Global electronics group Bosch was first off the mark, announcing the purchase last week of German solar energy equipment producer Ersol. Bosch is set to spend more than 500 million euros ($770 million) for a majority holding in Ersol and could invest up to 1.1 billion if it decides to take full control.
Analysts at the private bank Sal Oppenheim called it “the boldest move so far in what we see as the start of a consolidation process in the solar industry.”
Matthias Fawer of the Swiss bank Sarasin who wrote a study on the sector, had a similar view. “It is a very positive sign for the the photovoltaic industry that a major
company is entering the market,” he told AFP. “This is proof the market is reaching maturity. Others may follow.”
WestLB analyst Peter Wirtz added: “Other large industrial groups are potentially interested in entering the sector as part of their long-term strategy.”
The main reason is solar energy’s growth potential in light of soaring oil prices and a possible depletion of the earth’s fossil fuel resources. “The market is going to grow by more than 20 percent per year over the next decade,” forecast Carsten Körnig, head of the German sector federation BSW.
In Germany alone, which leads Europe in the solar energy field, sales are expected to double within three years to 10 billion euros in 2010, according to a study by the Ifo and EuPD Research institutes. Turnover is then tipped to quadruple by 2020 and to multiply seven-fold by 2030.
“And it is not only in Germany, in every country in the world we realize we don’t have enough energy sources,” Körnig told AFP.
That said, not all solar energy pioneers will profit from the anticipated boom, analysts say. The sector attracted hundreds of entrepreneurs but represents only around one percent of total German energy production. “Many companies are too small,” Wirtz said.
Created for the most part in eastern Germany, companies must compete with Chinese rivals that are also in their early stages but will undoubtedly grow as well, putting pressure on prices. Major investments, meanwhile, are required to develop technology that is still in its infancy.

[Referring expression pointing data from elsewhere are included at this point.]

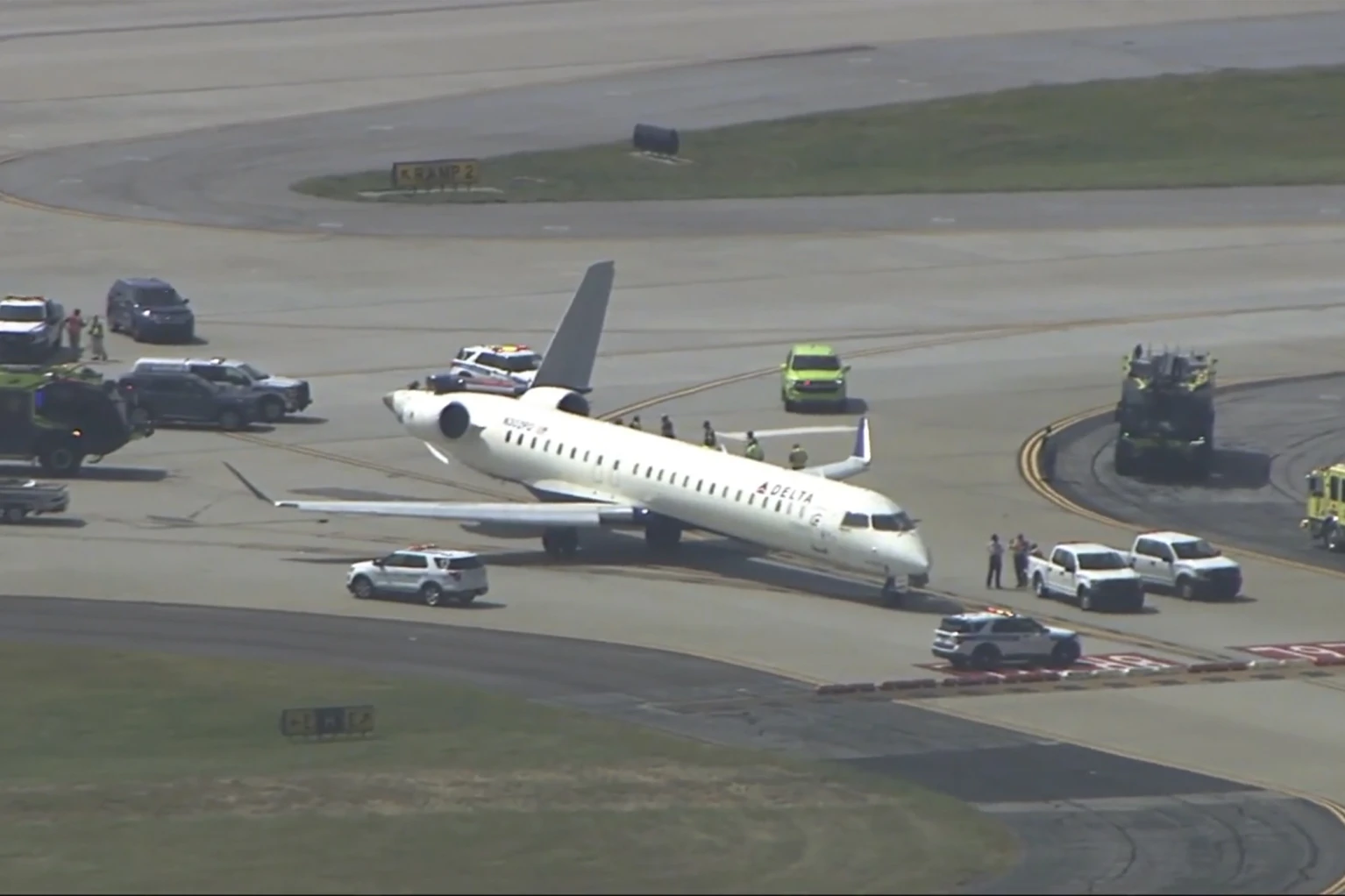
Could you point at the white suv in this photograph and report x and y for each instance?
(995, 636)
(423, 572)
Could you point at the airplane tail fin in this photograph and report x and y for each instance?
(861, 455)
(572, 354)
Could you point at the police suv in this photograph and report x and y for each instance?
(993, 638)
(513, 362)
(277, 395)
(423, 572)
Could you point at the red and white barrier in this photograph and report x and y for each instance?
(1035, 677)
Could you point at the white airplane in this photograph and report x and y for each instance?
(591, 473)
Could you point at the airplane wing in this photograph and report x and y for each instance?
(858, 460)
(577, 514)
(569, 358)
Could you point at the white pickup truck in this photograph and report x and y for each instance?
(1092, 576)
(1186, 565)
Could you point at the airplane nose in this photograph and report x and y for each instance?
(395, 402)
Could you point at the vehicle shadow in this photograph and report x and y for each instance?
(850, 407)
(54, 523)
(96, 473)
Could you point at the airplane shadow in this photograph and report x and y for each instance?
(93, 473)
(724, 558)
(54, 523)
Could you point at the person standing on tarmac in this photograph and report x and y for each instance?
(1019, 546)
(995, 563)
(798, 458)
(96, 334)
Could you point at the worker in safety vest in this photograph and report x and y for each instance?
(798, 458)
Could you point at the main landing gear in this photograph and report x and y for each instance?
(561, 543)
(894, 596)
(662, 533)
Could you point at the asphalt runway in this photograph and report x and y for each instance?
(1267, 440)
(238, 176)
(1087, 820)
(964, 344)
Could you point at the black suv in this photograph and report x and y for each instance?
(148, 309)
(187, 398)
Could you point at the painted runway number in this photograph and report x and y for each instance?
(1309, 650)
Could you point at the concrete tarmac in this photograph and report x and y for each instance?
(964, 344)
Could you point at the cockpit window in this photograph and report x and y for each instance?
(899, 521)
(1199, 549)
(1098, 560)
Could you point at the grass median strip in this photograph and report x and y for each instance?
(1224, 128)
(156, 774)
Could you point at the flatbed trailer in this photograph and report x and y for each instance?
(22, 498)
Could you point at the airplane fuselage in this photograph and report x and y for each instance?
(672, 483)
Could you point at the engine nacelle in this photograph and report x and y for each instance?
(571, 402)
(455, 420)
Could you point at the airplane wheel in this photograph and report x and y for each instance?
(662, 534)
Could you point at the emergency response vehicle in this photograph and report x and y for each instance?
(60, 416)
(514, 362)
(420, 572)
(276, 395)
(994, 638)
(1327, 506)
(1166, 413)
(813, 375)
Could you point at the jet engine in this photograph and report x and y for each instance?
(571, 402)
(453, 420)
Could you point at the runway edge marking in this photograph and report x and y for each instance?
(1029, 468)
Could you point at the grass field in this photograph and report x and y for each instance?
(133, 772)
(1228, 128)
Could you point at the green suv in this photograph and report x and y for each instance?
(813, 374)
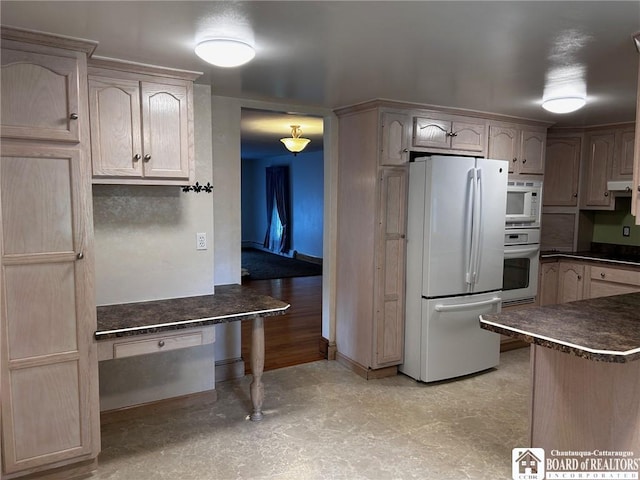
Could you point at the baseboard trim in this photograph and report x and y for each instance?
(307, 258)
(365, 372)
(158, 406)
(327, 350)
(512, 344)
(73, 471)
(229, 369)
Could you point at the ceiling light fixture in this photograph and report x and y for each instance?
(295, 143)
(225, 52)
(564, 104)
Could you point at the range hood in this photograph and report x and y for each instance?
(619, 186)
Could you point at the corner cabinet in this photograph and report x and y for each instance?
(48, 356)
(522, 146)
(370, 273)
(141, 123)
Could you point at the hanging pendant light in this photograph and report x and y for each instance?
(295, 143)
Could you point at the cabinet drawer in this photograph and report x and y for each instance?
(616, 275)
(155, 345)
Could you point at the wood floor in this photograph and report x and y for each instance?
(293, 338)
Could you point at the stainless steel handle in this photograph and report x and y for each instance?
(466, 306)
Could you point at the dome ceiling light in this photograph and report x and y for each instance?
(564, 104)
(295, 143)
(225, 52)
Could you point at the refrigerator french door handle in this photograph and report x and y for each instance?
(480, 226)
(469, 226)
(474, 230)
(466, 306)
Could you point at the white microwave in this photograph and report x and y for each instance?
(524, 203)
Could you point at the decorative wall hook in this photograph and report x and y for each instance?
(198, 188)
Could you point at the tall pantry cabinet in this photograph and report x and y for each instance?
(48, 359)
(370, 277)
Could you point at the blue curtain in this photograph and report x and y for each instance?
(277, 237)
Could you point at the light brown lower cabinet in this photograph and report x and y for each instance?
(563, 280)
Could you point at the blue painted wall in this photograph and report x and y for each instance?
(307, 186)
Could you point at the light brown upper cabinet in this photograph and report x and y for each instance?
(141, 126)
(442, 132)
(40, 96)
(395, 135)
(562, 167)
(522, 146)
(599, 158)
(49, 403)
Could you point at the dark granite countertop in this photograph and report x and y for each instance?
(604, 329)
(230, 303)
(602, 252)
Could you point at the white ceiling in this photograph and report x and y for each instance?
(487, 56)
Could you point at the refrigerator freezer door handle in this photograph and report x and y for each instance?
(466, 306)
(480, 227)
(469, 226)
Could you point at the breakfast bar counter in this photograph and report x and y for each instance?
(585, 377)
(153, 326)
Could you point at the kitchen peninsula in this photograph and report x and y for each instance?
(585, 377)
(143, 320)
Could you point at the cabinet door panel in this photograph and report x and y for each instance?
(548, 294)
(503, 144)
(165, 124)
(562, 166)
(601, 151)
(39, 93)
(394, 141)
(428, 132)
(390, 268)
(570, 282)
(49, 367)
(116, 145)
(533, 149)
(468, 136)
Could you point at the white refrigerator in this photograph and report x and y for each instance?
(455, 248)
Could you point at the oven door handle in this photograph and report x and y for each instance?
(520, 251)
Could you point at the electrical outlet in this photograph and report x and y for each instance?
(201, 241)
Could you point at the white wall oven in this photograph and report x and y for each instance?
(521, 261)
(524, 203)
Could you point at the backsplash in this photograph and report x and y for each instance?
(608, 226)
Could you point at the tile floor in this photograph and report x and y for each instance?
(324, 422)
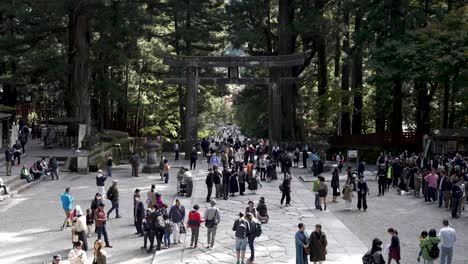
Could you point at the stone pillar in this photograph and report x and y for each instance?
(274, 106)
(191, 110)
(152, 162)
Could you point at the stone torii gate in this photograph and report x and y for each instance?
(192, 65)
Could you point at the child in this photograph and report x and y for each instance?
(168, 229)
(421, 237)
(89, 221)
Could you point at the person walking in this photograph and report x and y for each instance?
(176, 150)
(363, 191)
(67, 205)
(212, 218)
(322, 191)
(193, 158)
(194, 222)
(79, 228)
(8, 160)
(77, 255)
(427, 246)
(177, 216)
(448, 237)
(100, 256)
(113, 195)
(135, 162)
(138, 213)
(209, 181)
(335, 184)
(166, 169)
(100, 218)
(100, 183)
(394, 249)
(302, 245)
(53, 168)
(241, 229)
(286, 191)
(348, 193)
(226, 178)
(109, 165)
(318, 245)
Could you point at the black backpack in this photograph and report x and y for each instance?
(434, 251)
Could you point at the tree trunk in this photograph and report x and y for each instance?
(357, 79)
(287, 45)
(80, 70)
(345, 116)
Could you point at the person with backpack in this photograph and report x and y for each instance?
(374, 255)
(194, 222)
(255, 230)
(318, 245)
(212, 219)
(429, 247)
(177, 216)
(394, 249)
(285, 189)
(241, 229)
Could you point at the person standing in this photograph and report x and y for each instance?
(194, 222)
(109, 165)
(448, 237)
(209, 181)
(241, 229)
(9, 160)
(166, 169)
(348, 193)
(362, 191)
(322, 191)
(193, 158)
(318, 245)
(176, 150)
(100, 183)
(427, 244)
(302, 243)
(135, 162)
(394, 250)
(67, 204)
(79, 228)
(138, 213)
(177, 216)
(100, 218)
(286, 191)
(212, 218)
(113, 196)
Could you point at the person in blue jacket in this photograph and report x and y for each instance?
(67, 204)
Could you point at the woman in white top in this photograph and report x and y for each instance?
(77, 255)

BSW estimates that solar energy will only be able to compete with fossil fuels in five to seven years. That is the time needed for large, specialised companies to emerge and to attract investment from traditional industrial groups in the automotive and machine tool sectors.

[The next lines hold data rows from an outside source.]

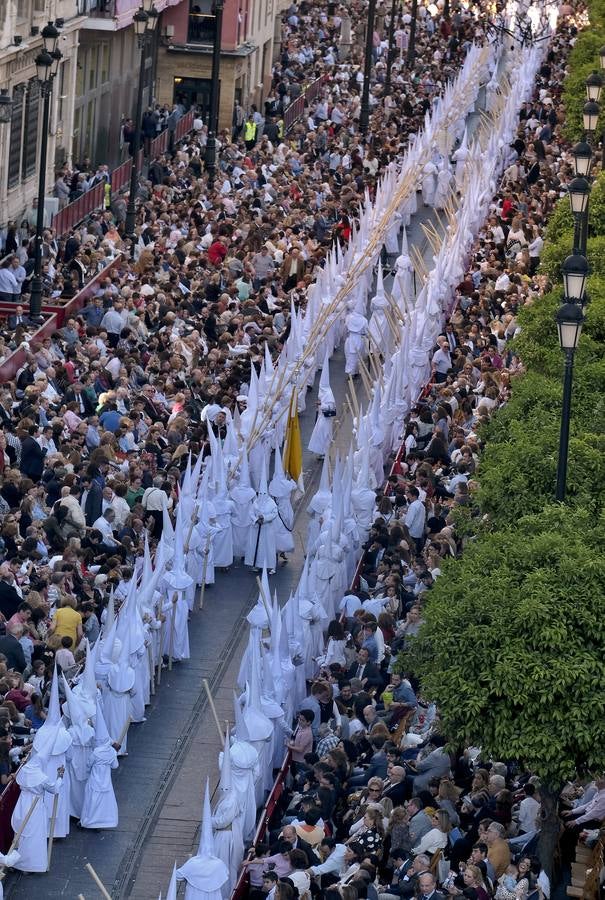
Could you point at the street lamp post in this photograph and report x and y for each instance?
(579, 192)
(570, 319)
(411, 55)
(47, 64)
(144, 21)
(391, 51)
(210, 157)
(364, 114)
(6, 107)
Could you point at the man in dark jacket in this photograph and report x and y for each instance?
(367, 671)
(9, 596)
(404, 881)
(93, 505)
(12, 649)
(32, 456)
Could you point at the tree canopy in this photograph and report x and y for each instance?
(513, 649)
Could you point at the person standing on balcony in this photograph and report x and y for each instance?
(238, 120)
(250, 133)
(10, 289)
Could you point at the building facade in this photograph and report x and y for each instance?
(107, 77)
(95, 87)
(20, 43)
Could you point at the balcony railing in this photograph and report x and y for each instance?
(202, 27)
(101, 9)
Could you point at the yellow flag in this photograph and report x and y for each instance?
(293, 444)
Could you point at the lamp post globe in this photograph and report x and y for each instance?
(6, 107)
(594, 87)
(575, 273)
(590, 115)
(579, 192)
(582, 158)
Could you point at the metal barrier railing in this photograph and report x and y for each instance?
(74, 212)
(296, 109)
(241, 885)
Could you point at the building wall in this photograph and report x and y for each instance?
(247, 44)
(19, 140)
(106, 83)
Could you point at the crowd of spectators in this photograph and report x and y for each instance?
(96, 426)
(379, 807)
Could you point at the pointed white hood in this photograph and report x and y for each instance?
(86, 688)
(205, 871)
(281, 485)
(52, 738)
(325, 394)
(77, 714)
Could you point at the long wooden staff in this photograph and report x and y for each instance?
(98, 882)
(124, 731)
(213, 708)
(205, 569)
(51, 835)
(22, 827)
(172, 623)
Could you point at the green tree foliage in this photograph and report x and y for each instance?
(513, 645)
(513, 649)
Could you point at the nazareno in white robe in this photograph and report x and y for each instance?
(266, 554)
(116, 702)
(243, 498)
(100, 809)
(228, 840)
(33, 843)
(180, 639)
(78, 756)
(205, 877)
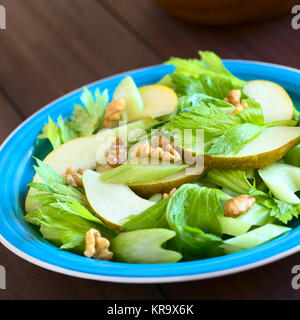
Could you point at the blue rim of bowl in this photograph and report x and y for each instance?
(17, 237)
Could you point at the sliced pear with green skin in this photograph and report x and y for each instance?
(77, 153)
(283, 180)
(84, 153)
(112, 203)
(128, 90)
(270, 146)
(158, 100)
(175, 180)
(274, 100)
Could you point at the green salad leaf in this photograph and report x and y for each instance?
(153, 217)
(253, 114)
(66, 228)
(144, 246)
(210, 65)
(234, 139)
(281, 210)
(85, 121)
(64, 216)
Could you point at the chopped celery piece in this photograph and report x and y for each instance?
(256, 216)
(135, 173)
(144, 246)
(293, 157)
(153, 217)
(283, 180)
(128, 90)
(234, 180)
(233, 227)
(254, 238)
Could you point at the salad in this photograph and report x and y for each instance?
(197, 165)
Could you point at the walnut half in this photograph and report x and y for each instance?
(97, 246)
(160, 148)
(236, 206)
(113, 112)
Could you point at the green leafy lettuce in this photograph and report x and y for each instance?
(85, 121)
(144, 246)
(211, 67)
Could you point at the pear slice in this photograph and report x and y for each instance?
(85, 153)
(79, 153)
(283, 180)
(270, 146)
(175, 180)
(128, 90)
(274, 100)
(158, 100)
(112, 203)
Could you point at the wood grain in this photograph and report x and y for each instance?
(48, 49)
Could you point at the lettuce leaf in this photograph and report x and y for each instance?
(55, 188)
(85, 121)
(64, 216)
(210, 65)
(213, 86)
(144, 246)
(281, 210)
(234, 139)
(193, 212)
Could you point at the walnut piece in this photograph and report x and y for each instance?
(234, 97)
(113, 112)
(97, 246)
(74, 178)
(160, 148)
(167, 195)
(236, 206)
(117, 153)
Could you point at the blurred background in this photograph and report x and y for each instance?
(51, 47)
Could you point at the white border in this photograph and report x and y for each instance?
(117, 279)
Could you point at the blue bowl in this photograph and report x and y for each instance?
(16, 172)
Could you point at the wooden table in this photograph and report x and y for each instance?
(53, 46)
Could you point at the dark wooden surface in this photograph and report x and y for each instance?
(53, 46)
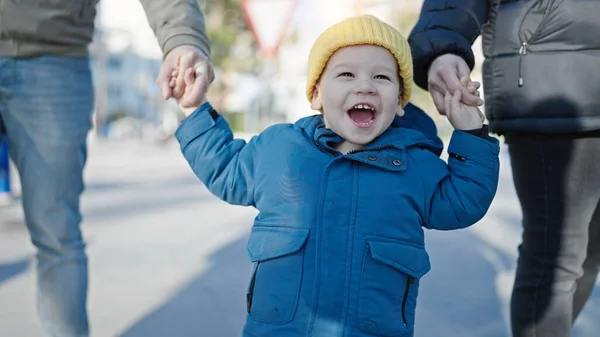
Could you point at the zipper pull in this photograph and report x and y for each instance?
(523, 49)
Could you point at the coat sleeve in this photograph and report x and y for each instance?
(224, 164)
(176, 23)
(445, 26)
(459, 194)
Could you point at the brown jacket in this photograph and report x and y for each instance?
(30, 28)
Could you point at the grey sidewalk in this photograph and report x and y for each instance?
(168, 259)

“It is important that during this phase of expansion, we do not lack capital. So that we make the competitive leap successfully,” Körnig said. He said he was satisfied that a draft law adopted which after much debate would extend the period during which the sector benefits from subsidies. “At term, there will be large companies and niche players,” said Wirtz at WestLB.
Meanwhile, jobs in the sector should grow, according to Ifo and EuPD Research, from 41,000 last year to around 110,000 by 2020.